In 1725, the settlement that was originally called Las Trampas de Taos became the permanent Spanish settlement called Ranchos de Taos. In 1760, Ranchos de Taos, also called Taos "Old Town", was attacked by Comanches who took 50 women from a fortified house, the home of the Vidalpando family, and killed the men of the settlement.

Spanish settlers of the Taos Valley moved into the Taos Pueblo for safety from attacks from Plains Indians. In 1772 a mission church was begun. Between 1796 and 1797, land from the Don Fernando de Taos Land Grant was given to 63 Spanish families. In 1815 the San Francisco de Asis Mission Church was completed. The Taos region population grew as the result of land grants made by Mexico between 1821 and 1846.

==Geography==
Ranchos de Taos is located approximately four miles southwest of Taos.

According to the United States Census Bureau, the CDP has a total area of 3.4 sqmi, all land.

==Demographics==

Historical population
| Census | Pop. | Note | %± |
| 2020 | 2,707 |  | — |
U.S. Decennial Census

===2020 census===

As of the 2020 census, Ranchos de Taos had a population of 2,707. The median age was 46.9 years. 20.5% of residents were under the age of 18 and 24.2% of residents were 65 years of age or older. For every 100 females there were 95.9 males, and for every 100 females age 18 and over there were 91.7 males age 18 and over.

96.8% of residents lived in urban areas, while 3.2% lived in rural areas.

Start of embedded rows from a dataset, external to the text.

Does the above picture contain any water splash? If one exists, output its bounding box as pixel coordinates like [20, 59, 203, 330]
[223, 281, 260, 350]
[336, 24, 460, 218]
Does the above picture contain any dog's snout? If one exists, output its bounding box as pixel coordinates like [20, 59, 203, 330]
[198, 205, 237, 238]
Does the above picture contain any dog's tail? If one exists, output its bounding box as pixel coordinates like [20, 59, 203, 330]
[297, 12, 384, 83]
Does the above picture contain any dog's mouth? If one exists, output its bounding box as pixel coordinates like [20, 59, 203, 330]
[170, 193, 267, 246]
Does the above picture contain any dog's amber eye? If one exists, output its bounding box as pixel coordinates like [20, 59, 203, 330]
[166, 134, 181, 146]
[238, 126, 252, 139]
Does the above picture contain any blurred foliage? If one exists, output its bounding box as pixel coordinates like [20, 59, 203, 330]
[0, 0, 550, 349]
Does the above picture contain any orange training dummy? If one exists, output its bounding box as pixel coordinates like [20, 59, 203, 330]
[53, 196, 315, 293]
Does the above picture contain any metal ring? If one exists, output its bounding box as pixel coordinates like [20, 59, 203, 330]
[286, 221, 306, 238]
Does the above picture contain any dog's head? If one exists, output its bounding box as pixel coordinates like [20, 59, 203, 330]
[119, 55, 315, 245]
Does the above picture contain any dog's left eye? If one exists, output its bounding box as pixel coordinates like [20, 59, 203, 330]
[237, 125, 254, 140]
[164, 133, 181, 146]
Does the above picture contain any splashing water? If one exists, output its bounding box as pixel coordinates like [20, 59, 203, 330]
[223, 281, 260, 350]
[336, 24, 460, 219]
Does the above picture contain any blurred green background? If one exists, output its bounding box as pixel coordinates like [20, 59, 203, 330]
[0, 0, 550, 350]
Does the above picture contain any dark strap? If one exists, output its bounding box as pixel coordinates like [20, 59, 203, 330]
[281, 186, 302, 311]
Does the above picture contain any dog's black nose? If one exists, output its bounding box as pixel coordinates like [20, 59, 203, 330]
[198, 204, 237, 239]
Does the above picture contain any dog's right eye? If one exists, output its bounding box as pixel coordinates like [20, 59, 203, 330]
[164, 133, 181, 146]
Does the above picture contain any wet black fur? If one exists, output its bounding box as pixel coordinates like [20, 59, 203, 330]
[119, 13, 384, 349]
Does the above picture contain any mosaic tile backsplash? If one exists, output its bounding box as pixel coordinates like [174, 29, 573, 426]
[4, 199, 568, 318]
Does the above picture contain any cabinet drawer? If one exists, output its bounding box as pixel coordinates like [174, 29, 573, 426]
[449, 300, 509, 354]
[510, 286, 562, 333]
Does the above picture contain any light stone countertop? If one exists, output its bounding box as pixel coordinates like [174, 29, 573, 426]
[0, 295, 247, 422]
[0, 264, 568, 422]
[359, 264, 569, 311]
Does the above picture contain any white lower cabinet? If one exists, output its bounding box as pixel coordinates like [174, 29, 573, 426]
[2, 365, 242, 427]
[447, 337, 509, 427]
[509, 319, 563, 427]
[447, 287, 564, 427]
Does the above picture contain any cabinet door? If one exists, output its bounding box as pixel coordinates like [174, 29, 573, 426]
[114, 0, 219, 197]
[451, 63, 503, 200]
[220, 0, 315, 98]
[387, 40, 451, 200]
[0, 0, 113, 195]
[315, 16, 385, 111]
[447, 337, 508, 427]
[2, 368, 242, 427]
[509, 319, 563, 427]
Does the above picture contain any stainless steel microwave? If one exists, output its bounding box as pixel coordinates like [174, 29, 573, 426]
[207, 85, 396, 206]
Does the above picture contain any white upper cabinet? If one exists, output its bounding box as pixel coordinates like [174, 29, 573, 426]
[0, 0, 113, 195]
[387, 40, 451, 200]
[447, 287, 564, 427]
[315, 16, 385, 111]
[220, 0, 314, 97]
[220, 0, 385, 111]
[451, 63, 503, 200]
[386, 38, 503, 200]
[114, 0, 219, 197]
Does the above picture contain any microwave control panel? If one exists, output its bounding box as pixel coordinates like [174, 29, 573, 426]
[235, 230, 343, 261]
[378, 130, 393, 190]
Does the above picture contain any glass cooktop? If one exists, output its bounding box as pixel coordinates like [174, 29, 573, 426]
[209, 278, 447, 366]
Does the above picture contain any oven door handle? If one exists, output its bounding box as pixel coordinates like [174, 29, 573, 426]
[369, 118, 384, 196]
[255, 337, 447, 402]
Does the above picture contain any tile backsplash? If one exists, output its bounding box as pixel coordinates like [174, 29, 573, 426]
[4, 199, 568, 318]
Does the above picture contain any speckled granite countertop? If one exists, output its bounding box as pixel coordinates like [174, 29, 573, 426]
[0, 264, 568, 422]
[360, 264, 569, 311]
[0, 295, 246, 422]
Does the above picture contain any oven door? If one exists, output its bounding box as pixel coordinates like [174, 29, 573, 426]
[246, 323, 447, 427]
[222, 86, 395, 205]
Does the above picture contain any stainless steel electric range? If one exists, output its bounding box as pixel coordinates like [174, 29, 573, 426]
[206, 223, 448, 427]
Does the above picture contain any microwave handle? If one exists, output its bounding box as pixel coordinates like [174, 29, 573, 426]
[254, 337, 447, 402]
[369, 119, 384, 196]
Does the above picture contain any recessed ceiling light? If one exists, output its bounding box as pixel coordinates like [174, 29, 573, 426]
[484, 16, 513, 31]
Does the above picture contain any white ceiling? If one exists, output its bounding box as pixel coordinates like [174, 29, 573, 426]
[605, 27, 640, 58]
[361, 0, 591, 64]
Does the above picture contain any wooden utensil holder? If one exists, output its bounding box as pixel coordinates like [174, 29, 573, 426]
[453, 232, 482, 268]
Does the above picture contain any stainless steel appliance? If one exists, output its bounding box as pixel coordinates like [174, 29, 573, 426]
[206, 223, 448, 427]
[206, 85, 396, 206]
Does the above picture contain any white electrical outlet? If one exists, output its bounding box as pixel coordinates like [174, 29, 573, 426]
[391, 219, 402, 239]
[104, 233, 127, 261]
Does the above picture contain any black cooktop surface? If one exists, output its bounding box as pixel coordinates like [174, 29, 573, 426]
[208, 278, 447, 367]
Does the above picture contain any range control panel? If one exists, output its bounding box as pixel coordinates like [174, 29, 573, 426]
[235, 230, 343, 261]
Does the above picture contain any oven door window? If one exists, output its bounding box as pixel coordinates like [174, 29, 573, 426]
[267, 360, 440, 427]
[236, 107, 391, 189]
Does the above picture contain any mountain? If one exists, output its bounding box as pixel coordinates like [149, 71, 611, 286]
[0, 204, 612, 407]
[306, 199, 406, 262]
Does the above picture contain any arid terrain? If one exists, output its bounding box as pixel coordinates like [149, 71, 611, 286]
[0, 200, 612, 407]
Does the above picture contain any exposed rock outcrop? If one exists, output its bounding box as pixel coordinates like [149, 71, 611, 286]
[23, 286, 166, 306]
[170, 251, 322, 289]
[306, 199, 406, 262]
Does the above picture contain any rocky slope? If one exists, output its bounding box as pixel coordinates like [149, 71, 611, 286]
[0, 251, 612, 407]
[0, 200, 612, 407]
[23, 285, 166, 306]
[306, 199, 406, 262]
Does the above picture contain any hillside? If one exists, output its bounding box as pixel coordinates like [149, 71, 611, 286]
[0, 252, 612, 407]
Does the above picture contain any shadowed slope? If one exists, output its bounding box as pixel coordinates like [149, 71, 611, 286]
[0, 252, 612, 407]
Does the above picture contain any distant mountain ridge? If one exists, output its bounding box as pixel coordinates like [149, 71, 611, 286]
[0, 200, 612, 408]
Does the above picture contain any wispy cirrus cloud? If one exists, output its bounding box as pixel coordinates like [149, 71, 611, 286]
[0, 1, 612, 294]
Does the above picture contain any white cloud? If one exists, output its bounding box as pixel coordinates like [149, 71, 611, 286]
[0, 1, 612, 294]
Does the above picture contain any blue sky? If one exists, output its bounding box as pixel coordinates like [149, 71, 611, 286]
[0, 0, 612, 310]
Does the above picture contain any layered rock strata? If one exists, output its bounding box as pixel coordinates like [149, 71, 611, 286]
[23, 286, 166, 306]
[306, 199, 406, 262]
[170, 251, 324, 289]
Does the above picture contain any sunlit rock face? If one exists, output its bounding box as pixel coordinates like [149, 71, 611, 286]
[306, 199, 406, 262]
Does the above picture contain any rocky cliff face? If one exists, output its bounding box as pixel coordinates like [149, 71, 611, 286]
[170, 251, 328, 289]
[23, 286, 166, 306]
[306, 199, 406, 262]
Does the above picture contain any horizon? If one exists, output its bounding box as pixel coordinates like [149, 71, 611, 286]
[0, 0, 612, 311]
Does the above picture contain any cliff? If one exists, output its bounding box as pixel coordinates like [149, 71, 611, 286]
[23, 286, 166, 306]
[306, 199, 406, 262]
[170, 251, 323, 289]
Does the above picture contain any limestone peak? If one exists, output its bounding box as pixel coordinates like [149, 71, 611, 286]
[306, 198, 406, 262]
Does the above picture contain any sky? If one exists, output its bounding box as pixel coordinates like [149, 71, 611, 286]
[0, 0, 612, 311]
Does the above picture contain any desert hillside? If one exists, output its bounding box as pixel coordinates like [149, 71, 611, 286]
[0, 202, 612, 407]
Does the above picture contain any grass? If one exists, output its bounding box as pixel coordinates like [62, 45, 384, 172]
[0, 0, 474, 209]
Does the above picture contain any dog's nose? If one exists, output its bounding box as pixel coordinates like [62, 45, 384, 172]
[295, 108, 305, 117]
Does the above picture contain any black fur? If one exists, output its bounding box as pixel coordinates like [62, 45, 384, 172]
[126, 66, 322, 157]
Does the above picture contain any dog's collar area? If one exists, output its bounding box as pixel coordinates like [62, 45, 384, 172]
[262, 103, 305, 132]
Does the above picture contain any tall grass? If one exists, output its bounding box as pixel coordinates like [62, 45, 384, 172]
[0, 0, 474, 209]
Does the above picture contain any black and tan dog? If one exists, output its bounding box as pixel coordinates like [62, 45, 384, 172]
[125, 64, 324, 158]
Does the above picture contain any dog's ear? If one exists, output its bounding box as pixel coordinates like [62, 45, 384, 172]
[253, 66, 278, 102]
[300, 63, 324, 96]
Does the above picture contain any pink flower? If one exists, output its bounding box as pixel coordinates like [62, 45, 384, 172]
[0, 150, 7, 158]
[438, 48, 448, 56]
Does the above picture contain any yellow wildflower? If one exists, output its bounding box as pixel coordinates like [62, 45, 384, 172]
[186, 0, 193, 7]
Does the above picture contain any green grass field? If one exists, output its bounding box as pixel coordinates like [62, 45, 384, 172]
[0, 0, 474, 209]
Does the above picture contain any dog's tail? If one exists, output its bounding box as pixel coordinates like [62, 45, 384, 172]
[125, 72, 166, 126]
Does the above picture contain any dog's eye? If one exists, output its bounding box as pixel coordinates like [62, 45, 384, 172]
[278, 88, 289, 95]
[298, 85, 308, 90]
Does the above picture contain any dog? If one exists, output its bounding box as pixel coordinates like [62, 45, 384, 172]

There were 1,140 households in Ranchos de Taos, of which 24.6% had children under the age of 18 living in them. Of all households, 37.4% were married-couple households, 20.7% were households with a male householder and no spouse or partner present, and 32.7% were households with a female householder and no spouse or partner present. About 35.2% of all households were made up of individuals and 17.4% had someone living alone who was 65 years of age or older.

There were 1,277 housing units, of which 10.7% were vacant. The homeowner vacancy rate was 0.1% and the rental vacancy rate was 6.8%.

Racial composition as of the 2020 census
| Race | Number | Percent |
|---|---|---|
| White | 1,373 | 50.7% |
| Black or African American | 14 | 0.5% |
| American Indian and Alaska Native | 73 | 2.7% |
| Asian | 10 | 0.4% |
| Native Hawaiian and Other Pacific Islander | 1 | 0.0% |
| Some other race | 491 | 18.1% |
| Two or more races | 745 | 27.5% |
| Hispanic or Latino (of any race) | 1,747 | 64.5% |

===2000 census===

As of the census of 2000, there were 2,390 people, 984 households, and 619 families residing in the CDP. The population density was 705.9 PD/sqmi. There were 1,083 housing units at an average density of 319.9 /sqmi. The racial makeup of the CDP was 62.34% White, 0.17% African American, 1.88% Native American, 0.46% Asian, 0.08% Pacific Islander, 31.97% from other races, and 3.10% from two or more races. Hispanic or Latino of any race were 75.31% of the population.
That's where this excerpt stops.